Sculpture by Jean-Baptiste Carpeaux

Why Born Enslaved! (in French: Pourquoi naître esclave?) is a life-sized bust by the French sculptor Jean-Baptiste Carpeaux depicting a bound woman of African descent. Carpeaux executed versions of the sculpture in plaster, marble, terracotta, and bronze. It is represented in a number of museums, including the Ny Carlsberg Glyptotek in Copenhagen (marble, 1869) and the Metropolitan Museum of Art in New York City (marble, 1873).

==History==
While the composition, modeled in 1868, debuted at the Paris Salon in 1869 and was reproduced in various media, the marble version was carved in 1873. Carpeaux added the inscription in French, Pourquoi! naître esclave! (lit. 'For what! to be born a slave'). The work was a preparatory work for the commission he had for the Fontaine de l'Observatoire, a fountain in the Jardin Marco Polo, south of the Jardin du Luxembourg in the 6th arrondissement of Paris.

Carpeaux explored the theme of slavery in his artwork after abolition in France in 1848 and the end of the American Civil War in 1865.

==Versions==

- An 1867 polychromed plaster version, used as a master to cast other bronze versions of the bust, was acquired by the Cleveland Museum of Art in 2022.
- 1868 bronze versions are in the permanent collections of the Indianapolis Museum of Art, the National Museum in Warsaw, and the Museum of Fine Arts, Houston.
- An 1869 marble version of the bust is in the collection of the Ny Carlsberg Glyptotek (MIN 1671) in Copenhagen.
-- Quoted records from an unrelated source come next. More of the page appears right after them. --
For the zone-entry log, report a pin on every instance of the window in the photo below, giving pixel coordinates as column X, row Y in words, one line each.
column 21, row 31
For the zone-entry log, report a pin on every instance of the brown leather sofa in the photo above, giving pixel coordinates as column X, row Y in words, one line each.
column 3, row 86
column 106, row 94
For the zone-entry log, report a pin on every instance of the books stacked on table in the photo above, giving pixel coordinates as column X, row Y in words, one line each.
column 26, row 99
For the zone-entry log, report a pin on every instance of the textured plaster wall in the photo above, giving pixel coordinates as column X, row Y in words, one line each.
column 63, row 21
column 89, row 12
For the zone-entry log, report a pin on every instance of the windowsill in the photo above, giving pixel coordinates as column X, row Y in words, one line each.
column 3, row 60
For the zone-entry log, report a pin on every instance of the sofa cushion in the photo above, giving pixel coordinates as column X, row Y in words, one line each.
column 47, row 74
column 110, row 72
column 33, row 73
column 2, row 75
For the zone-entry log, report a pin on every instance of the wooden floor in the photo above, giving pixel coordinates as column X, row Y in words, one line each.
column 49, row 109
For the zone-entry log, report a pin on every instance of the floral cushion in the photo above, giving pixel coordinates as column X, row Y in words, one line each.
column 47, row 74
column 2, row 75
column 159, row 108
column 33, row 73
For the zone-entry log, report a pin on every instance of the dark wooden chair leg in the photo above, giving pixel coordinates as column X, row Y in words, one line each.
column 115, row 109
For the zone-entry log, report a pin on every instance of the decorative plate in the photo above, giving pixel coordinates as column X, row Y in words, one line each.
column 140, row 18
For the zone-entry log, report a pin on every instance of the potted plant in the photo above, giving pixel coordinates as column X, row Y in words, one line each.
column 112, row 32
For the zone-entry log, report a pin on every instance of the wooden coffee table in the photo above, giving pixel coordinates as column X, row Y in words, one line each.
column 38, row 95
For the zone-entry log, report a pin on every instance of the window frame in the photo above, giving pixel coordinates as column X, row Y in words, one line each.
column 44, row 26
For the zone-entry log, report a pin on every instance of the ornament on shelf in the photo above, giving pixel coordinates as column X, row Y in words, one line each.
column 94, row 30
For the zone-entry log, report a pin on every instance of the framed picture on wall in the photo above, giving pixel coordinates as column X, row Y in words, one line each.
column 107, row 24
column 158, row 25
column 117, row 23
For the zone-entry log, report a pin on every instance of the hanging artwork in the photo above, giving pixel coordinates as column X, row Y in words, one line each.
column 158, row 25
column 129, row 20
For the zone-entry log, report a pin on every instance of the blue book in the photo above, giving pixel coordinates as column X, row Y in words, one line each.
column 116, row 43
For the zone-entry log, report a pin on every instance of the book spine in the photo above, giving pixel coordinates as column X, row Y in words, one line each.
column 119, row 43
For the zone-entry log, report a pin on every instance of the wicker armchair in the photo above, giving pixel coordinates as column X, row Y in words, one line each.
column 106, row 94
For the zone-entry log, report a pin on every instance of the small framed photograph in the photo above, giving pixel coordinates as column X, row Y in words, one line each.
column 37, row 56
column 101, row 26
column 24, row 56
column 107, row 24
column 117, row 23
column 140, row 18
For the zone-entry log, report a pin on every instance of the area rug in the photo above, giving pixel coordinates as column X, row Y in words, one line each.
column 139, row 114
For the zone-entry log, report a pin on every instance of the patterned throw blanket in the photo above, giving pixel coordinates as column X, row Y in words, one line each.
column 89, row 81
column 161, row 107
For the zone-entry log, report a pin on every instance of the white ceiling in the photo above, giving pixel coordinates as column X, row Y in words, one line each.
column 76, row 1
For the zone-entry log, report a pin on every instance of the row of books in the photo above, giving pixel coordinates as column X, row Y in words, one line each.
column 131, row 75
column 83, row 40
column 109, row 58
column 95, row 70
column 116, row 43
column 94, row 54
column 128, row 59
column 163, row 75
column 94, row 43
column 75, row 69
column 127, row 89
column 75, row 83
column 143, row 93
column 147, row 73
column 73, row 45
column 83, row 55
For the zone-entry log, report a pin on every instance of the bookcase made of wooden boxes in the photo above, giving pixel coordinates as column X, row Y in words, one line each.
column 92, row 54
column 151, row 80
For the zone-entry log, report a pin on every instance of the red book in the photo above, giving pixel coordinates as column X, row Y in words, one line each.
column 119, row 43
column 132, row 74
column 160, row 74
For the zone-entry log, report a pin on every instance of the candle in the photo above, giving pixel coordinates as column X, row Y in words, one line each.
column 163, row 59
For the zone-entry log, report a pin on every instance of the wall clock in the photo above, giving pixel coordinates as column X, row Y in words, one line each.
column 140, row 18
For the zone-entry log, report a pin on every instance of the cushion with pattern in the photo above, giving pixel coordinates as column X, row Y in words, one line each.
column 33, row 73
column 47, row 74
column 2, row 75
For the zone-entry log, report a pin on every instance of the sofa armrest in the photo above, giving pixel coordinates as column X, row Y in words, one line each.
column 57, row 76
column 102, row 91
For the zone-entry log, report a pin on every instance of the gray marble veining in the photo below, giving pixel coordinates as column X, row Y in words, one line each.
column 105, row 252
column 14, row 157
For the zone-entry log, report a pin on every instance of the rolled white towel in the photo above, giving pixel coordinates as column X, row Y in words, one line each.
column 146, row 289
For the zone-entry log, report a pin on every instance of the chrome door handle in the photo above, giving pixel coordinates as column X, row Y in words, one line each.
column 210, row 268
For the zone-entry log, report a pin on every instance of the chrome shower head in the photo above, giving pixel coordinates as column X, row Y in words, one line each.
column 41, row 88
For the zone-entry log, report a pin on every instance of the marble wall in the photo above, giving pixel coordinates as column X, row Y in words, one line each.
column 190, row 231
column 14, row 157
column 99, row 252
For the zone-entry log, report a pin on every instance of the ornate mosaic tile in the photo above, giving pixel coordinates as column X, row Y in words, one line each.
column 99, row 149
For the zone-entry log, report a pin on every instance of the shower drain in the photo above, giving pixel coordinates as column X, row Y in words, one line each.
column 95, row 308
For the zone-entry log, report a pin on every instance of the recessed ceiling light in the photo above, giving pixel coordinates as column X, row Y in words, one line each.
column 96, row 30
In 1911 it was acquired by the Carlsberg Foundation from Eugène Plantié in Caen and presented to the museum.
- The Metropolitan Museum of Art in New York owns a terracotta version (1872) and a marble version (1873).
- Another version is in the City of Paris Museum of Fine Arts.

- An 1868 plaster version is in the collection of the Brooklyn Museum.

==Derivatives==
Why Born Enslaved is the basis for Kara Walker's 2017 statue Negress, which is a plaster cast made from the bust where the bust's face forms a void within it.